Legal experts point to the European Union’s General Data Protection Regulation (GDPR) and the emerging body of case law around the extraterritorial application of privacy rights. While Microsoft Azure’s servers used in this operation may be located in Israel or the United States, the data belongs to Palestinian individuals who have not consented to its collection. This creates a grey zone that neither Microsoft nor Western governments appear eager to clarify.

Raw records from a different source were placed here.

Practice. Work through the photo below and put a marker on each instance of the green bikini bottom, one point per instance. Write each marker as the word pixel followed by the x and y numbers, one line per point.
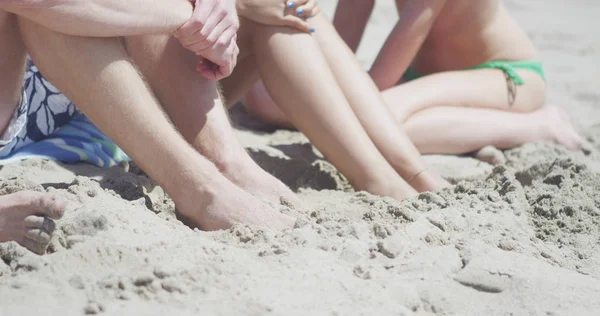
pixel 509 68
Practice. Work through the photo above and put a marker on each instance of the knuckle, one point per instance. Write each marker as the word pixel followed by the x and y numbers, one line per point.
pixel 204 33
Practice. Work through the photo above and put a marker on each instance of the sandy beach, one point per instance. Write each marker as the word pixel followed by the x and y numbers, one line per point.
pixel 521 238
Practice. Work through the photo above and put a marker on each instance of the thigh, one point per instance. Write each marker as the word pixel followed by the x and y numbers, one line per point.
pixel 483 88
pixel 246 72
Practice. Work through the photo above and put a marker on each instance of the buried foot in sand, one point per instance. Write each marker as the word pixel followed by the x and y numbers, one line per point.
pixel 557 127
pixel 228 205
pixel 246 174
pixel 27 218
pixel 490 154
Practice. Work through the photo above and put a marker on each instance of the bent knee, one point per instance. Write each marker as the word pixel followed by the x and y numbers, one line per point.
pixel 532 95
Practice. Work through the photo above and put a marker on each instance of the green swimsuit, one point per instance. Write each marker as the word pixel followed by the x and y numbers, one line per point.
pixel 509 67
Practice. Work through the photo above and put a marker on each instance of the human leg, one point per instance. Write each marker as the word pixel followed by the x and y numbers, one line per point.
pixel 372 112
pixel 12 67
pixel 441 113
pixel 121 105
pixel 303 86
pixel 197 111
pixel 459 130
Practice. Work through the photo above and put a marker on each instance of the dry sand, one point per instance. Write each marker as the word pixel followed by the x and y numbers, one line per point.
pixel 518 239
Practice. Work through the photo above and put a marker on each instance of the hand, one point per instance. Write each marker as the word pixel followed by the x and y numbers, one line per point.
pixel 210 33
pixel 277 12
pixel 219 63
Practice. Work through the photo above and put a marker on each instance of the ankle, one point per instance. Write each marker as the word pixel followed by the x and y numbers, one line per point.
pixel 234 165
pixel 428 181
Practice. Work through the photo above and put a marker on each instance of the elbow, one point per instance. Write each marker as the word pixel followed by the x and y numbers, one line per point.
pixel 12 5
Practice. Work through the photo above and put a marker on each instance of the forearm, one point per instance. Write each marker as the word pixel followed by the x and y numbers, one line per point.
pixel 394 58
pixel 104 18
pixel 350 20
pixel 404 42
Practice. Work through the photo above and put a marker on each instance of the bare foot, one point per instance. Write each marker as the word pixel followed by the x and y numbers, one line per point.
pixel 558 127
pixel 246 174
pixel 27 218
pixel 429 181
pixel 226 205
pixel 491 155
pixel 258 102
pixel 391 186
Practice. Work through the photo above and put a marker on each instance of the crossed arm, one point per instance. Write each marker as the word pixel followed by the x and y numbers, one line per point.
pixel 403 44
pixel 104 18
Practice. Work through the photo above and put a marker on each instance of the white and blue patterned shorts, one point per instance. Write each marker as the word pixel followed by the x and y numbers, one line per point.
pixel 41 111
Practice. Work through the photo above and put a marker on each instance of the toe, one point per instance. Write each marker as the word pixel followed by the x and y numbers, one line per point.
pixel 38 236
pixel 33 246
pixel 41 222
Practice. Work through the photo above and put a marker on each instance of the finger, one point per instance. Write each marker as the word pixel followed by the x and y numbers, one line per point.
pixel 291 4
pixel 307 9
pixel 207 69
pixel 40 222
pixel 197 21
pixel 50 205
pixel 35 247
pixel 218 39
pixel 297 23
pixel 38 235
pixel 227 37
pixel 315 11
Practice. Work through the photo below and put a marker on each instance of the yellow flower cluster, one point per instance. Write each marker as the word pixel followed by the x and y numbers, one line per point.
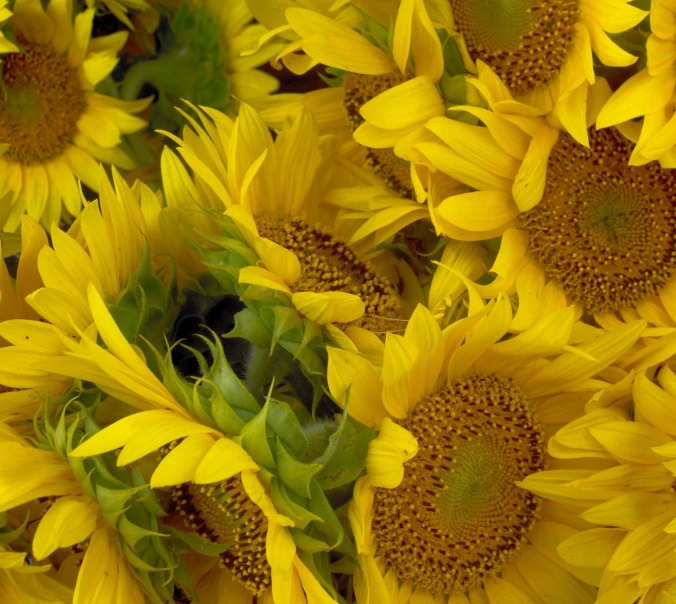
pixel 369 301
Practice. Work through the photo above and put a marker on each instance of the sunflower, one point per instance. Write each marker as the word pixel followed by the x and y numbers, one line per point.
pixel 273 192
pixel 461 417
pixel 28 473
pixel 541 50
pixel 629 500
pixel 221 491
pixel 107 247
pixel 58 127
pixel 578 225
pixel 401 81
pixel 650 94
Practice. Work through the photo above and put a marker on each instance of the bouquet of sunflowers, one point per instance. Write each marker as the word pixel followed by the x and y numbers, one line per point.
pixel 351 302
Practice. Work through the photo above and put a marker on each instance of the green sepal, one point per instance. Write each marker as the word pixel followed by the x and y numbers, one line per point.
pixel 330 527
pixel 254 438
pixel 320 568
pixel 284 504
pixel 197 543
pixel 284 423
pixel 345 456
pixel 227 381
pixel 139 563
pixel 133 533
pixel 295 474
pixel 250 327
pixel 306 543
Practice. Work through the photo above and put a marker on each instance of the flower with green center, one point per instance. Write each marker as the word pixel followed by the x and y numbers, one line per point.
pixel 462 418
pixel 89 510
pixel 291 246
pixel 649 95
pixel 541 52
pixel 233 465
pixel 623 485
pixel 57 126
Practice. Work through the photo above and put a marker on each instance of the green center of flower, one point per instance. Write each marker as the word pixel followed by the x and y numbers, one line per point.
pixel 42 104
pixel 224 513
pixel 457 515
pixel 359 90
pixel 524 41
pixel 329 265
pixel 606 231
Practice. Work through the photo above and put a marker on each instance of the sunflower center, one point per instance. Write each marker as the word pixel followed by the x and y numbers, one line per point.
pixel 329 265
pixel 224 513
pixel 605 230
pixel 524 41
pixel 359 90
pixel 457 515
pixel 42 104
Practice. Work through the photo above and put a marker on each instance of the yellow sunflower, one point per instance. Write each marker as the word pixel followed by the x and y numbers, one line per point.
pixel 629 500
pixel 650 94
pixel 542 52
pixel 57 126
pixel 578 225
pixel 106 247
pixel 402 79
pixel 273 191
pixel 462 417
pixel 28 473
pixel 214 474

The cloud’s military dilemma
The Unit 8200–Azure case is not isolated. It sits at the intersection of two larger trends: the rapid militarization of cloud computing and the growing dependence of intelligence agencies on commercial AI and storage platforms. Amazon Web Services, Google Cloud, and Microsoft Azure all have dedicated divisions for government and defense customers. While such contracts are legal and often lucrative, they increasingly blur the line between civilian technology and warfare.
For Microsoft, the stakes are particularly high. Azure is the company’s fastest-growing revenue engine, and government contracts are a key pillar of that growth. Yet revelations like these could alienate civil-liberties-minded enterprise customers, developers, and consumers. Windows users and IT professionals who rely on Microsoft’s ecosystem may feel uneasy knowing the same cloud infrastructure that powers Teams and Outlook is also being used to process intercepted civilian phone calls.

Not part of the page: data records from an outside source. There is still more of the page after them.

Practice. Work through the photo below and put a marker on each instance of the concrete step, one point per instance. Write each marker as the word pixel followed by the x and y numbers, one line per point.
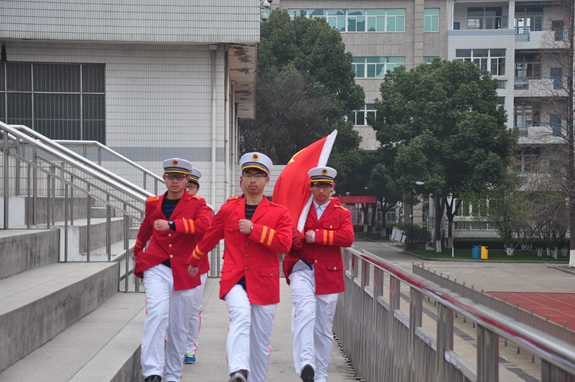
pixel 22 250
pixel 78 237
pixel 103 346
pixel 37 305
pixel 100 254
pixel 19 213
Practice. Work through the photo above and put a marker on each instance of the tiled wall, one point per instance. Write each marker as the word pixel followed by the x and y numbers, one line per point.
pixel 173 21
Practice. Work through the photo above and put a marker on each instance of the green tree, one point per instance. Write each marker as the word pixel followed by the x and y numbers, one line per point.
pixel 315 49
pixel 439 123
pixel 305 88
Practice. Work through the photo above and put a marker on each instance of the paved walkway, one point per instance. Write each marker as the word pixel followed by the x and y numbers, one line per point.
pixel 500 278
pixel 211 363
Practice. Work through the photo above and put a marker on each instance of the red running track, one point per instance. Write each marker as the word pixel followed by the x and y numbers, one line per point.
pixel 559 306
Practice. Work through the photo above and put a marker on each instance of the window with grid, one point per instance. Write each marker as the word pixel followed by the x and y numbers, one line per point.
pixel 492 60
pixel 431 20
pixel 556 125
pixel 358 20
pixel 375 67
pixel 61 101
pixel 528 19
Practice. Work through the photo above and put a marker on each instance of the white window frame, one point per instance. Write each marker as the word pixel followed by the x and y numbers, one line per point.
pixel 431 20
pixel 484 62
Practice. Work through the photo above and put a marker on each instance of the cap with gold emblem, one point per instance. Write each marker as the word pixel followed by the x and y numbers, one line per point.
pixel 322 174
pixel 177 166
pixel 195 176
pixel 256 161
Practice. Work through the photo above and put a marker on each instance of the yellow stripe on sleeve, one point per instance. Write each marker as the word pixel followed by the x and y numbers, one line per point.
pixel 264 232
pixel 272 232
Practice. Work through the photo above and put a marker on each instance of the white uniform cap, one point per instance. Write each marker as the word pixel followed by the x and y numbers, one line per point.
pixel 257 161
pixel 195 176
pixel 322 174
pixel 177 165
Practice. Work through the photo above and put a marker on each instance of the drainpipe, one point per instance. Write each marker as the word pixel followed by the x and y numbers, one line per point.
pixel 226 128
pixel 213 49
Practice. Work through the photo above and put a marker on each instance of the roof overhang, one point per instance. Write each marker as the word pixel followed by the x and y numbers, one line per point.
pixel 242 68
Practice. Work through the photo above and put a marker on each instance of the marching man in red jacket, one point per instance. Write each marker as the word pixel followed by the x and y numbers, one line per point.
pixel 171 224
pixel 255 231
pixel 314 271
pixel 193 187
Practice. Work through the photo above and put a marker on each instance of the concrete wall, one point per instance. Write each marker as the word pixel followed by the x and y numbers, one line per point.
pixel 174 21
pixel 158 102
pixel 24 250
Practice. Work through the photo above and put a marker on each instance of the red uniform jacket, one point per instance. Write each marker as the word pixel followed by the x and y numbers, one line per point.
pixel 190 219
pixel 333 231
pixel 254 256
pixel 204 266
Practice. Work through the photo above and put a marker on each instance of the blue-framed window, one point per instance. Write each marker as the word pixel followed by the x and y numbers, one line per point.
pixel 431 20
pixel 358 20
pixel 375 67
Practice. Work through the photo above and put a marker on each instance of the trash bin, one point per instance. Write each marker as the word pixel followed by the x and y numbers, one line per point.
pixel 475 252
pixel 483 252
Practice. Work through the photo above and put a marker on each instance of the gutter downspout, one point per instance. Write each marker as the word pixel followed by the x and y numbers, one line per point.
pixel 213 49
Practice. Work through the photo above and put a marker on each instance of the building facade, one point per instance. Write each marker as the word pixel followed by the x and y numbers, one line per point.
pixel 151 80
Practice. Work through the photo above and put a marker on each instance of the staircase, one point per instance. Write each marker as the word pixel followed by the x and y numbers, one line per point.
pixel 69 227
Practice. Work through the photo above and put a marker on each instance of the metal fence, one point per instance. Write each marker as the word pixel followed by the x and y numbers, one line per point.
pixel 386 344
pixel 561 332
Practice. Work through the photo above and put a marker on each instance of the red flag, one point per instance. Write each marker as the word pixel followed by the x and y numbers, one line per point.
pixel 292 187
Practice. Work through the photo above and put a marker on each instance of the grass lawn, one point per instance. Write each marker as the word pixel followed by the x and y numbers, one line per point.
pixel 372 236
pixel 492 255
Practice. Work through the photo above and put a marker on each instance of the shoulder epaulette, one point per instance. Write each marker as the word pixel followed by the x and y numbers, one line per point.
pixel 232 198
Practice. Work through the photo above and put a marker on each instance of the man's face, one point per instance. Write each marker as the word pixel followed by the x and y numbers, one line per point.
pixel 192 188
pixel 321 192
pixel 253 181
pixel 175 183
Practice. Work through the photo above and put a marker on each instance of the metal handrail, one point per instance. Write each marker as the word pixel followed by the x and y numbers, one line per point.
pixel 12 140
pixel 386 344
pixel 103 175
pixel 57 149
pixel 100 147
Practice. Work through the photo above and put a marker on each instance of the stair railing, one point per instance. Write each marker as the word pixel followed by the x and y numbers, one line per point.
pixel 57 167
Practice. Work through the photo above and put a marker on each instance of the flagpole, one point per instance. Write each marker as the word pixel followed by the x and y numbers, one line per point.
pixel 323 158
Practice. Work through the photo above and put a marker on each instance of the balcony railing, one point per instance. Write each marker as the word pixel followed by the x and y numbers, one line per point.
pixel 524 129
pixel 522 34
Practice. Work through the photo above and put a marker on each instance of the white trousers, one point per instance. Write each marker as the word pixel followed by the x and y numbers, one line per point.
pixel 166 324
pixel 196 317
pixel 312 320
pixel 248 344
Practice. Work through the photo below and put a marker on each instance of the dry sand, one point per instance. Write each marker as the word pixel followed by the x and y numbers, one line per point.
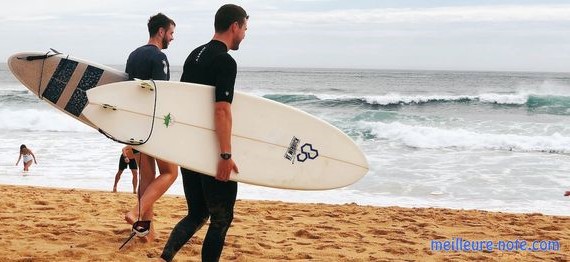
pixel 43 224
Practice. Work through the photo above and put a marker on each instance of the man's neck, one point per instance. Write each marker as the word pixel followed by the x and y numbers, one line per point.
pixel 224 39
pixel 155 42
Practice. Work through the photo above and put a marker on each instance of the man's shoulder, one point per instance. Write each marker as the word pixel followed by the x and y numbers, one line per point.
pixel 148 51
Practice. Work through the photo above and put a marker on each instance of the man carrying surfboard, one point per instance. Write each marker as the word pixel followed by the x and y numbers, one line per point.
pixel 212 197
pixel 149 62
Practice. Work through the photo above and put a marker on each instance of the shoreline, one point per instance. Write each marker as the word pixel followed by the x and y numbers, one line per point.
pixel 43 224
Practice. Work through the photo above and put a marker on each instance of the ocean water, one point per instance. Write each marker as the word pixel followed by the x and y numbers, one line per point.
pixel 496 141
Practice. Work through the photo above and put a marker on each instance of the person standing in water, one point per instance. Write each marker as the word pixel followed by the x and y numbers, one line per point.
pixel 27 156
pixel 127 158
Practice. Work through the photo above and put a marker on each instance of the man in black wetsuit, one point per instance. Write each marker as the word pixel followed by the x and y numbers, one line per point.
pixel 149 62
pixel 212 197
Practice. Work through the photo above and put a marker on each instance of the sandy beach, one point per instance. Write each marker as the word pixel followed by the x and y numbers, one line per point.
pixel 45 224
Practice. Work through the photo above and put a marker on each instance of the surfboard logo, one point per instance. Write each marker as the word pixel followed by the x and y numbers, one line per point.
pixel 307 151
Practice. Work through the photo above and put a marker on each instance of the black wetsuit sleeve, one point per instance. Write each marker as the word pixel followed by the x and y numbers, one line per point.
pixel 160 67
pixel 225 78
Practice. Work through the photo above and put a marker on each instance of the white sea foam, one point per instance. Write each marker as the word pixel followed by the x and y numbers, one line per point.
pixel 39 120
pixel 439 138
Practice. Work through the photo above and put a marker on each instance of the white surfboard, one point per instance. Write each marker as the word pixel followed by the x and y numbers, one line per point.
pixel 61 80
pixel 274 145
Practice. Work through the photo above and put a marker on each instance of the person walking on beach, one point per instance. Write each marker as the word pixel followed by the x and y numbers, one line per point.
pixel 149 62
pixel 206 196
pixel 127 158
pixel 27 156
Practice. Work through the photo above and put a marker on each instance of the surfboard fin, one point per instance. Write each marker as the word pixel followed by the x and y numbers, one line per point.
pixel 107 106
pixel 145 85
pixel 55 51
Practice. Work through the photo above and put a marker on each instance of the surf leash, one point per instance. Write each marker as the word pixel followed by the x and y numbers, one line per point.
pixel 143 225
pixel 133 142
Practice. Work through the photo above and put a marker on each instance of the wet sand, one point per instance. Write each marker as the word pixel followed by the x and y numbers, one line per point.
pixel 46 224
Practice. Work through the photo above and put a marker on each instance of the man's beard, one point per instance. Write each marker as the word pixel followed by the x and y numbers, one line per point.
pixel 165 43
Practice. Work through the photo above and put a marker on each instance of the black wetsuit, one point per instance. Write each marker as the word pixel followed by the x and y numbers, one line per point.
pixel 209 64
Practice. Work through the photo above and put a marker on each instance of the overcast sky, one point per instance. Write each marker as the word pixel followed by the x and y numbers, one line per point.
pixel 392 34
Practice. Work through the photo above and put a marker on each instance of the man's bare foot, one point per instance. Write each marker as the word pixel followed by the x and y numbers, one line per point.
pixel 130 218
pixel 150 237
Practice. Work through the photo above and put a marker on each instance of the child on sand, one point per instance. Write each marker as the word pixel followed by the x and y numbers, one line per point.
pixel 27 156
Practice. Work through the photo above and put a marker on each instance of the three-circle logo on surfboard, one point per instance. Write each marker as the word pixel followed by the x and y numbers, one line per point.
pixel 306 151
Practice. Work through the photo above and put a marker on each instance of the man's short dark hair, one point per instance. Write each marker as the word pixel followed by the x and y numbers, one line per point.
pixel 158 21
pixel 227 15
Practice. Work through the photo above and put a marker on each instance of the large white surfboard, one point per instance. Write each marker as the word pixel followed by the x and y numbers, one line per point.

What insiders and watchdogs are saying
Within Microsoft, the partnership with Israel’s military has not gone unnoticed. According to Anadolu’s sources, some employees expressed unease when they realized the full scope of Unit 8200’s usage. One engineer reportedly raised concerns that the “cybersecurity” narrative did not match the petabytes of audio data flowing into the tenant. These internal tensions reflect a broader tech-industry reckoning over the weaponization of commercial software.
Civil society groups have called for greater transparency from cloud providers. “When a corporation sells cloud services that are then used to facilitate mass surveillance in an occupied territory, it cannot hide behind a curtain of ignorance,” said a spokesperson for the Electronic Frontier Foundation, though the organization was not directly involved in this investigation. The pressure is mounting for Microsoft to conduct a thorough review of the partnership and to publicly commit to similar human-rights due diligence for all defense-related contracts.
The road ahead
The Unit 8200–Azure story underscores a fundamental challenge of the digital age: the same tools that enable global collaboration, business continuity, and personal convenience can be repurposed for mass surveillance and targeted violence. As cloud computing becomes more deeply embedded in every industry, the need for binding international norms around state use of commercial platforms grows more urgent.
Microsoft could take several steps to address the fallout. It could commission an independent audit of the Unit 8200 engagement, publish clearer policies on military use of Azure, and establish a human-rights oversight board with the power to veto contracts that present a high risk of abuse. Such moves would not only restore trust but also set a precedent for the industry.
For now, the archive of 200 million hours of Palestinian calls remains on Microsoft’s servers, and Unit 8200 continues to mine it for intelligence. The ethical and legal questions that swirl around this partnership will not fade until technology companies and governments alike are held to account.